Alfred Maydorn
Gerüchten zufolge will JPMorgan Chase das Geld wieder zurück, welches die Bank für den Kauf der Washington Mutual Bank ausgegeben hat. Das wurde am Montag weit nach Börsenschluss bekannt und gibt der Spekulation um die ehemals größte Sparkasse der USA eine ganz neue Dynamik.
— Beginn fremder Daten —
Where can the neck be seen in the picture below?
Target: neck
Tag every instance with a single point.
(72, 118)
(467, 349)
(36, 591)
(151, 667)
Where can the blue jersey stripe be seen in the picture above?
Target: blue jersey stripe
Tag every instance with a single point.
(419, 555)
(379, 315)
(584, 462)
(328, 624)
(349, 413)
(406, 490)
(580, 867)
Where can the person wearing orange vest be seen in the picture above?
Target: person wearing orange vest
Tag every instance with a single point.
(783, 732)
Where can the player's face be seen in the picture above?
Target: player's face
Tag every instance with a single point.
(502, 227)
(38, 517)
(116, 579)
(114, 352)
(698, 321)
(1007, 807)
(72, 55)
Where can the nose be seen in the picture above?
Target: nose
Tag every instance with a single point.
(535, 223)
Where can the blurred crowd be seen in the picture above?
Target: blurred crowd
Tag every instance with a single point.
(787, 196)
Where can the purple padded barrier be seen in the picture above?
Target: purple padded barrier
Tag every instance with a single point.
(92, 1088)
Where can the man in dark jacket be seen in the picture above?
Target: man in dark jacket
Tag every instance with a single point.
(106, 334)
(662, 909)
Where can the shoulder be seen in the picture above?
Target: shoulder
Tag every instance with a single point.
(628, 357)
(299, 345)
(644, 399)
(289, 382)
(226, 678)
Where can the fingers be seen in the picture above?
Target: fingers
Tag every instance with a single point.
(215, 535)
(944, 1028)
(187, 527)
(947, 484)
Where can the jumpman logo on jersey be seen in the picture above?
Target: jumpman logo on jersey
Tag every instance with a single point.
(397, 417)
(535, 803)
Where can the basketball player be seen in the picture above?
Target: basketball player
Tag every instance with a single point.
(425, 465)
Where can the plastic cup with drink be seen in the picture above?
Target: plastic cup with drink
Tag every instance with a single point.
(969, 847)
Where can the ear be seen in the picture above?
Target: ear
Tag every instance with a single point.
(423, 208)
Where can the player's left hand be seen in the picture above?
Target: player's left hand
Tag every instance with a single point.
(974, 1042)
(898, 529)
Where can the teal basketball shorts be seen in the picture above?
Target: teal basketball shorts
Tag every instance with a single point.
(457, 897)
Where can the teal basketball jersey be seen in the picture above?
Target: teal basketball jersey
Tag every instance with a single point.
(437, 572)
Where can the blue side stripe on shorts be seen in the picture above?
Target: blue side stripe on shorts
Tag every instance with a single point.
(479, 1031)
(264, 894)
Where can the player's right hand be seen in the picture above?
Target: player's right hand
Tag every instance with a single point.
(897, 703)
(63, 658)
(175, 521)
Das renommierte Wall Street Journal berichtet, dass JPMorgan eine Eingabe beim US-Einlagensicherungsfond FDIC gemacht habe, demzufolge die Bank das Geld wieder zurückhaben möchte, das man für den Kauf der Washington Mutual Bank investiert habe. Darüber hinaus beanspruche JPMorgan anscheinend weitere sechs Milliarden Dollar von der Behörde. Es geht um Kosten, die in Zusammenhang mit dem Kauf entstanden sind.
Kaufpreis zu niedrig
Das Wall Street Journal beruft sich auf Personen, die mit dem WaMu-Fall vertraut sind, nennt allerdings keine Namen. JPMorgan hat sich zu dem Sachverhalt bisher noch nicht geäußert. Derzeit läuft eine Untersuchung, welche die Umstände der Zerschlagung und des Verkauf der Washington Mutual Bank an JPMorgan aufklären soll. JPMorgan hatte im September 2008 1,9 Milliarden Dollar für die Washington Mutual Bank gezahlt. Viele Marktbeobachter stufen den Kaufpreis als viel zu niedrig ein. Es laufen diverse Klagen gegen JPMorgan und die FDIC, die ein Gesamtvolumen von bis zu 30 Milliarden Dollar haben sollen.
Will JPMorgan nicht mehr?
Die neuen Gerüchte deuten daraufhin, dass JPMorgan die WaMu-Übernahme mit all den Untersuchungen und Klagen nun doch etwas zu heikel wird und man gerne einen Rückzieher machen würde. Ob das überhaupt noch möglich ist und wie es dann mit der ehemals größten Sparkasse weitergeht ist völlig offen. Sicher ist indes, dass neuen Spekulationen in alle Richtungen nun Tür und Tor offen stehen.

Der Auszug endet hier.